How to tackle the Birthday Paradox Problem in Python?


I'm practicing the Birthday Paradox problem in Python. I've run it a bunch of times, with changing the random number of birthdays and **loop run number **, but the probability is either 0 or 100%, and I was unable to get other probability like 50% etc. Can someone help me look through my code and see what I did wrong? Thank you so much!!

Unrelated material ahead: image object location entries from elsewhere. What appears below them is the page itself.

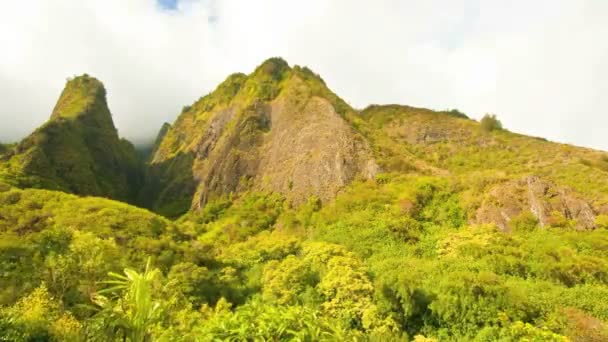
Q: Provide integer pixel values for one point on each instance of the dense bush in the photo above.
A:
(490, 123)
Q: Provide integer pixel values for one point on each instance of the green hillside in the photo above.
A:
(280, 213)
(78, 150)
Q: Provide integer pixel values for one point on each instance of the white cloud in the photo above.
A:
(542, 66)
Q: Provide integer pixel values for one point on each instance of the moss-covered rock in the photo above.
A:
(278, 129)
(78, 150)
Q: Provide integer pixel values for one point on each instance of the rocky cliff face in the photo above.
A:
(279, 129)
(552, 205)
(78, 150)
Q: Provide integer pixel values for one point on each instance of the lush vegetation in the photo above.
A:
(390, 259)
(78, 150)
(400, 256)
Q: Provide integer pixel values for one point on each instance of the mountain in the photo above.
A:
(500, 175)
(278, 129)
(282, 213)
(77, 150)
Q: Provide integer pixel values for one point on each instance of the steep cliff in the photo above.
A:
(78, 150)
(278, 129)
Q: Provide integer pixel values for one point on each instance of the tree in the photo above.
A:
(130, 307)
(490, 122)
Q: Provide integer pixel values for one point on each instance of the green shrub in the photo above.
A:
(490, 123)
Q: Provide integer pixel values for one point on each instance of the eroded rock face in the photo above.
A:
(548, 202)
(275, 130)
(298, 150)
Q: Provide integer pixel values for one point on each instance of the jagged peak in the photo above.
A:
(78, 96)
(273, 67)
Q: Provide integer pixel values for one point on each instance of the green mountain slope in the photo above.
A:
(300, 218)
(78, 150)
(501, 174)
(278, 129)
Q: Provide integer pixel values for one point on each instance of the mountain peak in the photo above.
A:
(79, 95)
(78, 150)
(277, 129)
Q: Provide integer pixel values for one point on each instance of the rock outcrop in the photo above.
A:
(78, 150)
(279, 129)
(550, 204)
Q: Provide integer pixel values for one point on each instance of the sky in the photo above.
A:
(541, 66)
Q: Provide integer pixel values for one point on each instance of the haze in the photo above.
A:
(541, 66)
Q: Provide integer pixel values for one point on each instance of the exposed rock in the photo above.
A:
(78, 150)
(548, 202)
(277, 129)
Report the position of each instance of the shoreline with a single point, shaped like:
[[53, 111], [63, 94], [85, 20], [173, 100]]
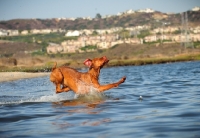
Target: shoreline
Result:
[[13, 76]]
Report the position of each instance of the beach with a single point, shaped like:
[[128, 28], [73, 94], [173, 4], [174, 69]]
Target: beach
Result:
[[12, 76]]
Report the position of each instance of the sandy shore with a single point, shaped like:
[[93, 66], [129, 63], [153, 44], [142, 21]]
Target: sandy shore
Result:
[[11, 76]]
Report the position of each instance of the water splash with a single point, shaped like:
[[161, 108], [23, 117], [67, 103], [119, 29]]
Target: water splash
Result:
[[46, 98]]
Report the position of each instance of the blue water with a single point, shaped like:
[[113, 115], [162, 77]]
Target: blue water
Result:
[[169, 107]]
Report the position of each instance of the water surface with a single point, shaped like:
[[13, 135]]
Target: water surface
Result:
[[169, 106]]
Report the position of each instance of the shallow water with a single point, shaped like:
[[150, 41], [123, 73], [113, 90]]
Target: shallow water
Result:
[[169, 106]]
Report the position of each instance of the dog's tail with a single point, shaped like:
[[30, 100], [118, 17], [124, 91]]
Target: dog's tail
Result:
[[54, 66]]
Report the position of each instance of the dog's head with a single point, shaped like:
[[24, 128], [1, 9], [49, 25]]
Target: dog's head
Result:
[[96, 62]]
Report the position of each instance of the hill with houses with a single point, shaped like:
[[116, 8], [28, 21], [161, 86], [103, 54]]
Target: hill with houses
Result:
[[127, 35], [125, 19]]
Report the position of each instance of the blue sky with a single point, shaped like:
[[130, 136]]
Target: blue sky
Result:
[[23, 9]]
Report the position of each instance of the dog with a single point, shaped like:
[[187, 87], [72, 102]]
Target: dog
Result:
[[66, 78]]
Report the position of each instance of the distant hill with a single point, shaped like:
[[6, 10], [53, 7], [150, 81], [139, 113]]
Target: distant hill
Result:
[[125, 20]]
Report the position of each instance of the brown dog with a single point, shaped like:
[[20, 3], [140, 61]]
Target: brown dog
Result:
[[81, 83]]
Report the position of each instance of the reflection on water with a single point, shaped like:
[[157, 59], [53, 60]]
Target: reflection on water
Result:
[[155, 101]]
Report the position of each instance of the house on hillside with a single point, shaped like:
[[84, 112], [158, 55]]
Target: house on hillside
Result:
[[54, 48], [24, 32], [73, 33], [3, 32], [196, 8]]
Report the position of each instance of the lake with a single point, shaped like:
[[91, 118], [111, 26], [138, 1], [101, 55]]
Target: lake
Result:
[[160, 100]]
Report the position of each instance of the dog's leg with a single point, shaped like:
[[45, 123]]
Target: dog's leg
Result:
[[64, 89], [102, 88]]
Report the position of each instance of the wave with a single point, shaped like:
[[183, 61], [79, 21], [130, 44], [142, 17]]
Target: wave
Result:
[[9, 100], [91, 96]]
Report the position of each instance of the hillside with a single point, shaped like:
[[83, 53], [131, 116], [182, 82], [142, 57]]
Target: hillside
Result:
[[135, 19], [123, 54]]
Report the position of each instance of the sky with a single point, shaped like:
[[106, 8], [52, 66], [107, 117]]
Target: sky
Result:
[[43, 9]]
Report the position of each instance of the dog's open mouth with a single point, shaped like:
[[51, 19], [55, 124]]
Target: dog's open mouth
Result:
[[105, 60]]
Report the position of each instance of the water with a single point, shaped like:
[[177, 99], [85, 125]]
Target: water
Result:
[[170, 105]]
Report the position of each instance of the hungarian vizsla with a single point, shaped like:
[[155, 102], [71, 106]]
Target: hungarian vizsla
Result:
[[66, 78]]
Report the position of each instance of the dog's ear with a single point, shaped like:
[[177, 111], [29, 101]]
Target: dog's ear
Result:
[[88, 62]]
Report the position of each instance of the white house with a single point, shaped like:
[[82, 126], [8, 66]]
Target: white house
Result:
[[196, 9], [73, 33], [3, 32], [13, 32], [24, 32]]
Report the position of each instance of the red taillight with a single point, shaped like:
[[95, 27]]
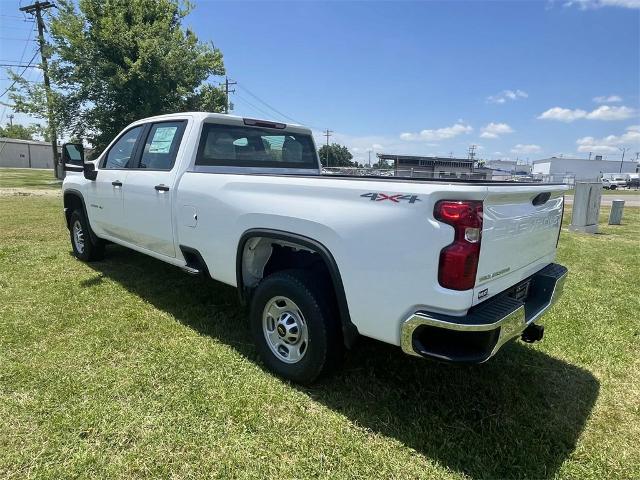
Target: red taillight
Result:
[[459, 260]]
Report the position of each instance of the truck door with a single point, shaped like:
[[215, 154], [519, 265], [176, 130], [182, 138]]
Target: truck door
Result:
[[104, 196], [148, 192]]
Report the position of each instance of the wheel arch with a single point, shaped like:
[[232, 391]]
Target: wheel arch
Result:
[[72, 200], [349, 330]]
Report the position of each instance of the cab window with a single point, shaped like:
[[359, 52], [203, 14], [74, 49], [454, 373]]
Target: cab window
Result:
[[161, 145], [121, 153], [244, 146]]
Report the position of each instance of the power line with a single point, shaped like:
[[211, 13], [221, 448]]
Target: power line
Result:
[[18, 65], [255, 107], [267, 105], [19, 76], [36, 9], [24, 51]]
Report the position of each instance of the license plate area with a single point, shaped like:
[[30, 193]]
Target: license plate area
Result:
[[520, 291]]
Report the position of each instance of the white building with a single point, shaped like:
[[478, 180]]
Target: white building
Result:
[[509, 166], [581, 169]]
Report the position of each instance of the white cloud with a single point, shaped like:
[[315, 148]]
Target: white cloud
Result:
[[562, 114], [588, 4], [610, 143], [603, 112], [494, 130], [608, 99], [606, 112], [439, 133], [530, 148], [507, 95]]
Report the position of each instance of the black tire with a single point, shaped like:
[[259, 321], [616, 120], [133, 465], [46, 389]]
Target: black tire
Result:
[[325, 348], [86, 250]]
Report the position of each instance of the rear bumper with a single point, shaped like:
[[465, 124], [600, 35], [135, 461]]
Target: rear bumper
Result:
[[477, 336]]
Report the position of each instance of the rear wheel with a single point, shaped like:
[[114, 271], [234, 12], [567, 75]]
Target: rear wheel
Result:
[[295, 328], [84, 248]]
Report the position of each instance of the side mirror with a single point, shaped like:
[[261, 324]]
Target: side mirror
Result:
[[90, 172], [73, 157], [73, 161]]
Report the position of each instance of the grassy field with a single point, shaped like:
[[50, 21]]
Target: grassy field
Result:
[[129, 368], [28, 178]]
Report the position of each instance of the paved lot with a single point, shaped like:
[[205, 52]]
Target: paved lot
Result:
[[629, 200]]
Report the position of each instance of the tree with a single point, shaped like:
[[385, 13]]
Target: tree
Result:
[[20, 132], [335, 155], [116, 61]]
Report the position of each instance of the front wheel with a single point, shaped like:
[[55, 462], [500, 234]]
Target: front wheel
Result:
[[84, 248], [295, 328]]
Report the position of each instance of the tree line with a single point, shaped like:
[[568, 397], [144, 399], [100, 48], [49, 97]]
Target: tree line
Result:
[[114, 62]]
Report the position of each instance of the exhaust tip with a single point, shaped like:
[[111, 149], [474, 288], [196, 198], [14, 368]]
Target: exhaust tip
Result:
[[533, 333]]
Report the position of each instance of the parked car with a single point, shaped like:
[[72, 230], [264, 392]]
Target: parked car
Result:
[[614, 183], [446, 269]]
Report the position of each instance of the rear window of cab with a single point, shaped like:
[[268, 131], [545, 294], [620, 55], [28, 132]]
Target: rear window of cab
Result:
[[247, 146]]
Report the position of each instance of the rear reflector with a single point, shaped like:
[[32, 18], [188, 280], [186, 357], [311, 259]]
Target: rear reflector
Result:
[[459, 260]]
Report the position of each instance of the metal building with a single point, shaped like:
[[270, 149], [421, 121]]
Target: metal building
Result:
[[580, 168], [25, 153], [434, 167]]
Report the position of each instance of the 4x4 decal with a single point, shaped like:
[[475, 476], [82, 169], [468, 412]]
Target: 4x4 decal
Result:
[[397, 198]]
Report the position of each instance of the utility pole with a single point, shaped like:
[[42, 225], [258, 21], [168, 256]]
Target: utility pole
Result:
[[328, 133], [227, 92], [472, 152], [623, 150], [36, 9]]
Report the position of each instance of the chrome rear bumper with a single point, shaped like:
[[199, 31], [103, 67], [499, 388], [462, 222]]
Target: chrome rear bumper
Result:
[[479, 335]]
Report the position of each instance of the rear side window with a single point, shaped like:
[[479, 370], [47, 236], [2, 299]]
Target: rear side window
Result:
[[161, 146], [122, 151], [240, 146]]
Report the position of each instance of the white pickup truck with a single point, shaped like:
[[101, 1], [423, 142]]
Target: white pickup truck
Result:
[[446, 269]]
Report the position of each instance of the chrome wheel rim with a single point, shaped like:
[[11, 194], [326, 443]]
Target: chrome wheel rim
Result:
[[285, 329], [78, 236]]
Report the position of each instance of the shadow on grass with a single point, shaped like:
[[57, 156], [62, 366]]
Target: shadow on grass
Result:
[[519, 415]]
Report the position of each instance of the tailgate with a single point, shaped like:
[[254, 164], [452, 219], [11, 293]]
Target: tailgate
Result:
[[519, 235]]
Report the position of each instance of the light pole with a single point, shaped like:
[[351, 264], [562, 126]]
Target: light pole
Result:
[[623, 150]]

from random import randint
from datetime import datetime, timedelta


first_day_of_year = datetime(2017, 1, 1)
num_of_ppl = 45
birthdays = []

# get 45 random birthdays list
for i in range(num_of_ppl):
    new_birthday = first_day_of_year + timedelta(days = randint(0, 365))
    birthdays.append(new_birthday)


# find if there's matched birthdays, run 10000 times
dups = 0 
duplicates = set()
for i in range(10000):
    for bday in birthdays:
        if birthdays.count(bday) > 1:
            duplicates.add(bday)
    if len(duplicates) >= 1:
        dups += 1


# calculate the probability
probability = dups/10000 * 100
print(probability)

Solution

  • If you generate the birthdays list each time, the probability is as expected. Also I didn't see a need to use datetime or set objects, I just replaced them with ints and bools without changing anything functionally. Also, you can use list comprehension in order to generate the birthdays list in one line:

    from random import randint
    
    num_iterations = 10000
    num_people = 45
    num_duplicates_overall = 0
    
    # generate a random birthday for each person, check if there was a duplicate,
    # and repeat num_iterations times
    for i in range(num_iterations):
        # start with a new, empty list every time.
        # get a list of random birthdays, of length num_people.
        birthdays = [randint(0, 365) for _ in range(num_people)]
        # Keep track of whether or not there was a duplicate for this iteration
        was_duplicate = False
        for bday in birthdays:
            if birthdays.count(bday) > 1:
                # We found a duplicate for this iteration, so we can stop checking
                was_duplicate = True
                break
        if was_duplicate:
            num_duplicates_overall += 1
    
    probability = num_duplicates_overall / num_iterations
    print(f"Probability: {probability * 100}%")
    

    Output with num_iterations = 1000000 and num_people = 23:

    Probability: 50.6452%
    

    Edit: Alternatively, there's this method to check for duplicates which is supposedly faster (but mainly I like it because it's on one line):

    if len(birthdays) != len(set(birthdays)):
        num_duplicates_overall += 1
    

    So, your code could look as simple as this:

    from random import randint
    
    num_iterations = 10000
    num_people = 45
    num_duplicates_overall = 0
    
    for i in range(num_iterations):
        birthdays = [randint(0, 365) for _ in range(num_people)]
        if len(birthdays) != len(set(birthdays)):
            num_duplicates_overall += 1
    
    probability = num_duplicates_overall / num_iterations
    print(f"Probability: {probability * 100}%")